Essas práticas, embora proibidas oficialmente, por enquanto nunca foram punidas. "Dizemos em voz alta aquilo que outros fazem sem dizê-lo, incluindo alguns bispos", garante seriamente o padre Flament.

No entanto, não se pode dizer que o posicionamento dos padres de Rouen tenha encontrado eco entre os seus coirmãos franceses. Jovens ou velhos, eles seriam "muito legitimistas", "muito conservadores", "muito medrosos", "muito clericais", "muito desiludidos" ou "muito alinhados com Roma" para manifestar solidariedade com a velha guarda "revolucionária" de Rouen.

Alguns representantes das geração de padres mais jovens até ironizam a idade dos contestadores, que "realmente não representam o futuro da Igreja". "A idade média dos signatários é de cerca de 70 anos. O mais jovem tem 58", reconhece o padre Flament. "O fato é que, na Igreja, os velhos são os mais revolucionários. Mas há pessoas mais jovens, particularmente entre os fiéis, que estão conosco", afirma.

Na Áustria, os seus coirmãos são apoiados por 71% da população. Para o velho padre, "aqui, é a palavra desobediência que não é aceita. Ao invés disso, às vezes, é preciso saber desobedecer: o próprio Jesus fez isso!".

Ainda em 2007, com um pequeno punhado de coirmãos da diocese, ele havia interpelado os bispos franceses sobre essas questões. Em vão. Os padres alertavam o episcopado com relação aos riscos de um "cisma" silencioso, provocado pela separação da Igreja de grande parte da população. Quatro anos depois e "enquanto o Vaticano se esforça para reabsorver o 'cisma de extrema direita [de Dom Lefebvre]', o 'cisma progressista' avança em toda a Europa", lamenta o padre Flament. "O drama é que essas pessoas não vêm mais à Igreja".

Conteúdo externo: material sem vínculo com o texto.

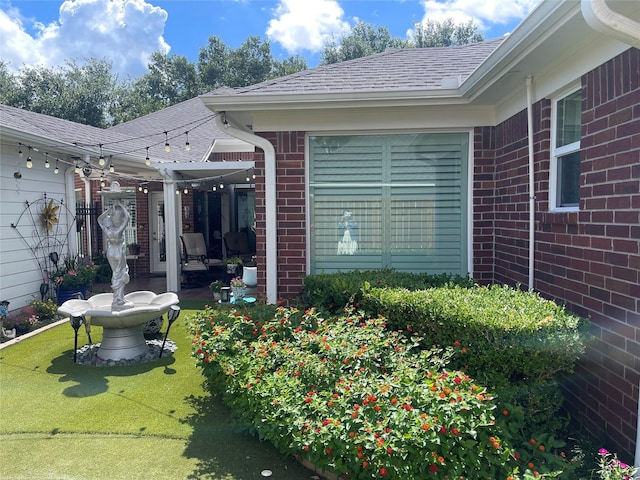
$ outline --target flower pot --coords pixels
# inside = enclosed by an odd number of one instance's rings
[[[236,300],[244,297],[244,287],[231,287],[231,291],[233,292],[233,298]]]

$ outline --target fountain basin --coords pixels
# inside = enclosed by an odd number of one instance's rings
[[[164,315],[179,299],[173,292],[156,295],[149,291],[132,292],[124,299],[131,304],[130,308],[112,311],[113,294],[100,293],[87,300],[67,300],[58,307],[58,312],[69,318],[84,315],[91,325],[102,327],[98,358],[131,359],[147,352],[144,324]]]

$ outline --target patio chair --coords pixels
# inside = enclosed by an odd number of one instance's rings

A postura dos padres de Rouen foi ecoada pelos grupos Jonas, membros dos Réseaux du Parvis, que representam uma ala progressista dos católicos, e que recentemente publicaram um texto em que asseguram: "Muitos católicos rejeitam o movimento de restauração que se instaurou na sua Igreja. Assistimos a um verdadeiro movimento de emancipação diante dos argumentos de autoridade e de tradição, e a uma reivindicação da liberdade de pensar e de crer".

No seu discurso ao Bundestag, em Berlim, no dia 22 de setembro, Bento XVI, citando o antigo teólogo Orígenes, exaltou "a resistência dos cristãos a certas normas jurídicas" que consideram "injustas". Mas ele aludia às leis dos Estados. Não às da Igreja.